Figure 8 – Goal Seek dialog box to obtain sample size

After clicking on OK, the worksheet changes to that in Figure 9.

Figure 9 – Output from Goal Seek to determine sample size

In particular, note that the sample size value in cell B6 changes to 155.6562392. Thus the required sample size is 156 (rounding up to the nearest integer).

Example 3: Repeat Example 1 using a two-tailed test, i.e. where the null hypothesis is H₀: μ = 52.

We note that the picture shown in Figure 2 changes to that shown in Figure 10.

Figure 10 – Power for a two-tailed test

The blue curve represents the t distribution assuming that the null hypothesis is true (where μ₀ = 52 for our example).

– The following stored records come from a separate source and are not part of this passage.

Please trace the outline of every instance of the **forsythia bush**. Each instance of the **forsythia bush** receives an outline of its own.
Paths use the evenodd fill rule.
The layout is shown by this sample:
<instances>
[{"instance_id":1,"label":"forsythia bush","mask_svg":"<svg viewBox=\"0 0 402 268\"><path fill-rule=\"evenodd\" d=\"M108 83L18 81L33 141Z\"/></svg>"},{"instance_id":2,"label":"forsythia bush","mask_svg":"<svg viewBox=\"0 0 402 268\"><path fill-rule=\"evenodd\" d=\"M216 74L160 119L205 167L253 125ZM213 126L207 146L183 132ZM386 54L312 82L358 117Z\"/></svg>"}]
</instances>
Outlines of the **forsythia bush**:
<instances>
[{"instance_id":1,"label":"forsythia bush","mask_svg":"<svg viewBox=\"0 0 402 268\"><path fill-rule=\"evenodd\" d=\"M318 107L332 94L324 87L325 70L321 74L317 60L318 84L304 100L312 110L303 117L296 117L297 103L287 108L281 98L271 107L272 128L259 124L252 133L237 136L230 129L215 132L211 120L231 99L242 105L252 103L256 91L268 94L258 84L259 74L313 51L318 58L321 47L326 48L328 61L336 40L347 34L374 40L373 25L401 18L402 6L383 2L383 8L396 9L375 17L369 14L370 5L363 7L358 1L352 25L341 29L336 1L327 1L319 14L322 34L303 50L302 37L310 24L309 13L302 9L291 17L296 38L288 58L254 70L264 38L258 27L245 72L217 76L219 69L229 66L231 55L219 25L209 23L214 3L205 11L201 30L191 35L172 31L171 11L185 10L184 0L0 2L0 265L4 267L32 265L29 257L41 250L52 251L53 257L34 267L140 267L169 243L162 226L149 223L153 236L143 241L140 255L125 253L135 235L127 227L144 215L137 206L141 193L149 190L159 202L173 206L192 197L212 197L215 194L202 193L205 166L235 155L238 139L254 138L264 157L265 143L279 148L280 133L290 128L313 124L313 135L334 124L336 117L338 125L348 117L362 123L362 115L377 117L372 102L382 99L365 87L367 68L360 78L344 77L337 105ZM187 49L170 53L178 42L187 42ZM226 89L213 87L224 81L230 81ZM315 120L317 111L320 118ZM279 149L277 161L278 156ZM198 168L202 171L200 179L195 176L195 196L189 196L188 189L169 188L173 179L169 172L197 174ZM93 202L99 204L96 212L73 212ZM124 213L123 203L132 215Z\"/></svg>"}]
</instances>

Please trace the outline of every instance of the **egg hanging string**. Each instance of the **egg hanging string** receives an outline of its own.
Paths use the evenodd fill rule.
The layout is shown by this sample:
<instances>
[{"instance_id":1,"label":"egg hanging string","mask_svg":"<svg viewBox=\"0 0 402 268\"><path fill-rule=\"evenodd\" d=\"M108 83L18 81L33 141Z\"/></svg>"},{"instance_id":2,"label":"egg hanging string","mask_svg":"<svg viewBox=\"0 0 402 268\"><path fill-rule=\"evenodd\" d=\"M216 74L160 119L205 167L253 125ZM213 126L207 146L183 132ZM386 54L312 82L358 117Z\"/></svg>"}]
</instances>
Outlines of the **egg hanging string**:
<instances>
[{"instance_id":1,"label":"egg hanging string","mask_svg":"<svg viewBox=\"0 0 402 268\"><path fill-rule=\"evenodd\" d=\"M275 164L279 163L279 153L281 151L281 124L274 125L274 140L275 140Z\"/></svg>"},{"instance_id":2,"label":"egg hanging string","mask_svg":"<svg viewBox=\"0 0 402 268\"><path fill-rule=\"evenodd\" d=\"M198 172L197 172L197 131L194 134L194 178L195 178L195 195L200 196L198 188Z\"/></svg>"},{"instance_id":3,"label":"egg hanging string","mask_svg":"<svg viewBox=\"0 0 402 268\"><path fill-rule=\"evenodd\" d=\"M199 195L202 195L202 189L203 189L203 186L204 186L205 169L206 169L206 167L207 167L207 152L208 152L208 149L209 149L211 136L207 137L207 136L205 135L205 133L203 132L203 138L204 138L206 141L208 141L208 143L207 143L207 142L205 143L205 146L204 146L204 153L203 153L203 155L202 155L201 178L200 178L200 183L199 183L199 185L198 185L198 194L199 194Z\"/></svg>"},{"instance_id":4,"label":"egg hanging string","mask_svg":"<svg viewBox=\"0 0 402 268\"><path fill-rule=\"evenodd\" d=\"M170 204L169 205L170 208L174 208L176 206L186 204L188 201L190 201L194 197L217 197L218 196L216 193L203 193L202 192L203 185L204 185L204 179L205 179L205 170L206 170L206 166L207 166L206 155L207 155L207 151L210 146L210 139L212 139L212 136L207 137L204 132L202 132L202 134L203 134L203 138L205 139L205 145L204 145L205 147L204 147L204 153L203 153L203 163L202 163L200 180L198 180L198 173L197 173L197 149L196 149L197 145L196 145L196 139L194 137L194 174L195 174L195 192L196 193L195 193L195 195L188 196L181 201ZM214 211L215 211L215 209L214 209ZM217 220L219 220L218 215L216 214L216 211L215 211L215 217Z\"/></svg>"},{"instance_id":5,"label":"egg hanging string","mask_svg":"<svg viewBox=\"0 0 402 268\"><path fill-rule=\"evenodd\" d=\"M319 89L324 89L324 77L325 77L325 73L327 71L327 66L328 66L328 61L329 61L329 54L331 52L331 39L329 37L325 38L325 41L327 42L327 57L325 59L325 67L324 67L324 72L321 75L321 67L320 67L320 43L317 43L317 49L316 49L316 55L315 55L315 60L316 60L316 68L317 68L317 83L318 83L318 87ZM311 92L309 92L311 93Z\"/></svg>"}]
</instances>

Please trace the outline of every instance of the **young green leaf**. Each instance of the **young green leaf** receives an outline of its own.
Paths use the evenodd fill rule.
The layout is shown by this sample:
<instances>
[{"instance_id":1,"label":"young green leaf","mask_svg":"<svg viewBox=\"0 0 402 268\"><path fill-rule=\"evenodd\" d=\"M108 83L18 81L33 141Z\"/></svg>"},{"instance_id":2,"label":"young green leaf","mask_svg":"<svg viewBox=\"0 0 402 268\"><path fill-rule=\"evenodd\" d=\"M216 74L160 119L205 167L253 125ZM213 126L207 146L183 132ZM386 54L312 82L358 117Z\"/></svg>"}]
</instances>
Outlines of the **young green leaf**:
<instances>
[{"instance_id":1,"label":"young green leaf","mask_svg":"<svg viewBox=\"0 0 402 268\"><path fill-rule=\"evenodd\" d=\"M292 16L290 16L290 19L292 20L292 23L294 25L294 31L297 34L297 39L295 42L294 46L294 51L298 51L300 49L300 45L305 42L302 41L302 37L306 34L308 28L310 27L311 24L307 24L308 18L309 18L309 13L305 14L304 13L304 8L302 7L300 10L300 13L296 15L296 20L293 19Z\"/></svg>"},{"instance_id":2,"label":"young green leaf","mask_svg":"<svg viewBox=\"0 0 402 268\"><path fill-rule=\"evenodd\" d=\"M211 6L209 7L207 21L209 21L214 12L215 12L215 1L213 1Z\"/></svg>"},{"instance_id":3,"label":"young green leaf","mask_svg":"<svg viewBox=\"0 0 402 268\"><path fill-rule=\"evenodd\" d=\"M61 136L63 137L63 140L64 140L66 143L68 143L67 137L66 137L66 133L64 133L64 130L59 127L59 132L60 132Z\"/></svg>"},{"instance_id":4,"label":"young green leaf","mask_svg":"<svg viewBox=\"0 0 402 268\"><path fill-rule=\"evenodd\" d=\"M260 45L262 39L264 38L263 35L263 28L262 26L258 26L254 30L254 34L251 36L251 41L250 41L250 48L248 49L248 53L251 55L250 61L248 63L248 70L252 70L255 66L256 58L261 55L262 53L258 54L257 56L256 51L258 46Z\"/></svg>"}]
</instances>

The two critical regions (left and right) are determined by the left and right critical values t_crit. The red curve represents the t distribution assuming that the null hypothesis is false (i.e. the alternative hypothesis is true). For our example we assume that the real population mean is given by the sample mean, i.e. μ₁ = 53.16667. The value of beta is therefore the region bounded by the red curve, the x-axis and the line y = t_-crit and y = t_+crit. Power is then 1−β.

The analysis for Example 3 is shown in Figure 11.

Figure 11 – Calculation of power for a two-tailed t-test

The power for the two-tailed test (cell L15) is 7.9%, which as expected is lower than the power for the one-tailed test.